Thursday, August 6, 2015

4. Problems: Measuring temperature and soldering iron efficiency

I've been working on the firmware for the soldering station for quite some time now, but I seem to have completely underestimated the complexity of the temperature calculation mechanism. Currently, the software reads the ADC of the MCU, and knowing the 10 bit ADC takes values from 0 to 1024 and that the reference voltage is 5 volts, it calculates the voltage coming in from the op-amp. Based on this value, the temperature of the thermocouple can be calculated and shown on the screen. Simple, right? Not really, since this temperature doesn't seem to be the same at tip of the soldering iron.

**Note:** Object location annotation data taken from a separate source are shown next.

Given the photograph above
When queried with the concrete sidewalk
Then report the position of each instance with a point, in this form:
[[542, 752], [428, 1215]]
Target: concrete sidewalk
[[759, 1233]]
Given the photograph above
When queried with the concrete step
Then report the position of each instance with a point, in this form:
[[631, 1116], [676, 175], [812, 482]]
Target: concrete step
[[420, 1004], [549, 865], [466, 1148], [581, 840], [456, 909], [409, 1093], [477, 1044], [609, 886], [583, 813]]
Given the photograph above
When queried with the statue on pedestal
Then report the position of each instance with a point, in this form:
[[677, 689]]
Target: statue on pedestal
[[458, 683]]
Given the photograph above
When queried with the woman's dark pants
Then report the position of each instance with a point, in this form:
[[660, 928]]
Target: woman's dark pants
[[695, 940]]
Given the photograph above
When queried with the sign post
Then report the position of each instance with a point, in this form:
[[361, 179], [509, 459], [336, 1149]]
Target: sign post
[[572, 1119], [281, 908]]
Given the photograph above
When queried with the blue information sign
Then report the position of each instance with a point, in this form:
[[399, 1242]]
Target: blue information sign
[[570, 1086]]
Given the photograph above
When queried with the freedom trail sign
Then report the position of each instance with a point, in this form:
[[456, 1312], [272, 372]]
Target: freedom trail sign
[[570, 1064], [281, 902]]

This might sound a bit confusing, but it's true. I've hurried with the design of the station and I completely ignored the fact that there are many types of irons out there made by a myriad of companies, each having its own efficiency.

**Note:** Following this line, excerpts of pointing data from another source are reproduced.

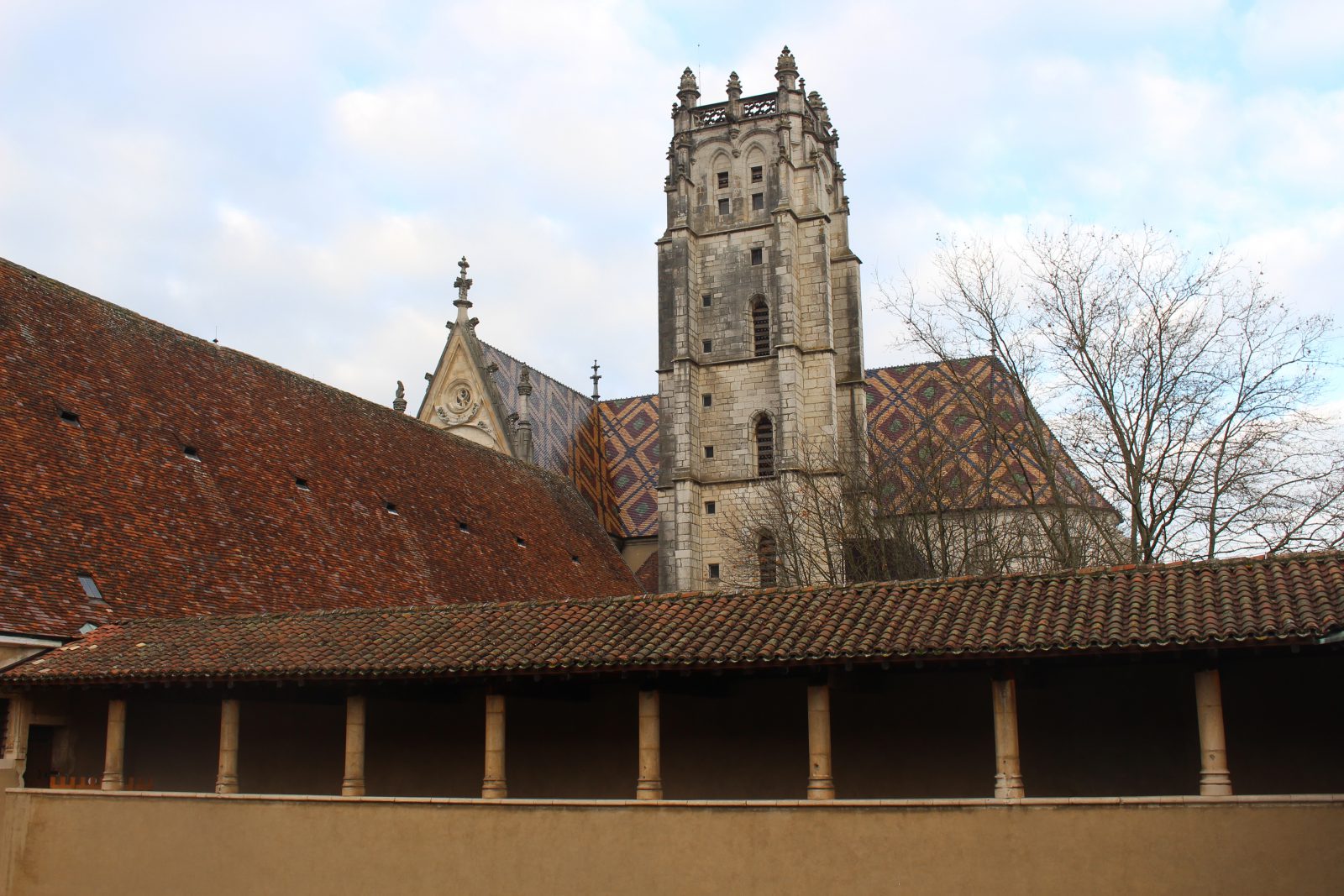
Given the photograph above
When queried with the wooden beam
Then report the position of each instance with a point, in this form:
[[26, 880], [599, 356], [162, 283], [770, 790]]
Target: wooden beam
[[1214, 778], [651, 747], [353, 785], [228, 779], [114, 758]]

The design, materials and thermocouple positioning inside are so different between the brands that there would be impossible to make an universal formula to correctly deduce the tip temperature. For example, here's how a Gordak-clone ceramic heater looks like:

Gordak clone soldering iron
As you can see, the sensor is very close to the heater coil which means that it will heat up very fast. The tip on the other hand, having a much greater mass than the ceramic capsule will heat up more slowly. It is also safe to say that the tip will not actually reach the same temperature as the heater because of the various losses (the contact with the air and other surfaces, the external sleeve, etc.).

For a universal, do-it-yourself soldering station like the one here, this poses a significant problem in calculating the exact tip temperature. For a company (like Weller or Hakko), this is not an issue because as a manufacturer, they know the exact technical parameters and temperature curves of the soldering iron. So what is to be done?

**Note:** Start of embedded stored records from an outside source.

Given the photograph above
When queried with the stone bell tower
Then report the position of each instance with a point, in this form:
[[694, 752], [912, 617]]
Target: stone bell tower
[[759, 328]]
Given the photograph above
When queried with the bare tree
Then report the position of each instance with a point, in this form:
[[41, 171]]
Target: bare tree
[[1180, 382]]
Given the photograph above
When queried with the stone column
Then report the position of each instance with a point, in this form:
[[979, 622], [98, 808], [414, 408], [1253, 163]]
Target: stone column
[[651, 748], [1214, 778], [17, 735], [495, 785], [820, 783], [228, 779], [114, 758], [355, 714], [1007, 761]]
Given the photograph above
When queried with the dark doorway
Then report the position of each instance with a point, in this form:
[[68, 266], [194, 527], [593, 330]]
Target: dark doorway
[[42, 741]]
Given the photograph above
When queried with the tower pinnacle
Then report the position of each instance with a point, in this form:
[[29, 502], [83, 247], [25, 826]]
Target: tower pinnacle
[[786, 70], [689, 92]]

As quitting is not a solution, the first thing that comes to mind is to somehow compensate for the losses from the firmware, a huge advantage of using a microcontroller. Ideally, the temperature measured by the thermocouple should also be at the tip, but this is not the case. What we actually have are two temperature curves, one for the heater and one for the tip. These two are proportional, but one is linear (the tip) and the other one is not. In order to see what's going on and how they relate to each other I made measurements of the tip in 25 degree C increments, starting at 150 and up to 450 degrees C. At the same time, I also noted the temperatures reported by the thermocouple. The experiments were done on a Solomon-type soldering iron (for use on ZD-929C stations):

Soldering iron for the ZD929C stations

The values were put in a table as seen below:

Table containing the 2 temperature value sets

As you can see, the tip temperature is much lower than the one reported by the thermocouple. To see how big these differences are, take a look at this graph:

The 2 temperature curves

So to get 250 degrees C at the tip, the heater must be at a whopping 405 degrees C. This is not very efficient...

Now the quest is to implement a calibration mode that will allow the microcontroller to calculate the correct tip temperature based on the data above. This will ensure that no matter what soldering iron will be used, after calibration the temperature will be diplayed correctly.

Another subject I'd like to touch is the power supply. Initially I wanted to use an old, soviet era transformer that was lying around:

Old transformer

It could only supply a maximum of 1.5 amps. This was well below the needed 48 watts the iron required and it got hot in just a few minutes. To counter any problems, I bought a new 3 amp transformer:

New 3000 mA transformer

This one can work for about an hour before it needs to cool down a bit, but that's enough for general hobby use. In case you didn't yet buy a transformer, make sure it is up to the task when shopping for it. If you need to only make light work with the station, you can get a 24 volt, 3 amp center tapped (12-0-12) transformer, otherwise if you need to solder for larger periods of time, a 5 amp one will be a much better choice.

If everything goes well the firmware will be published soon :).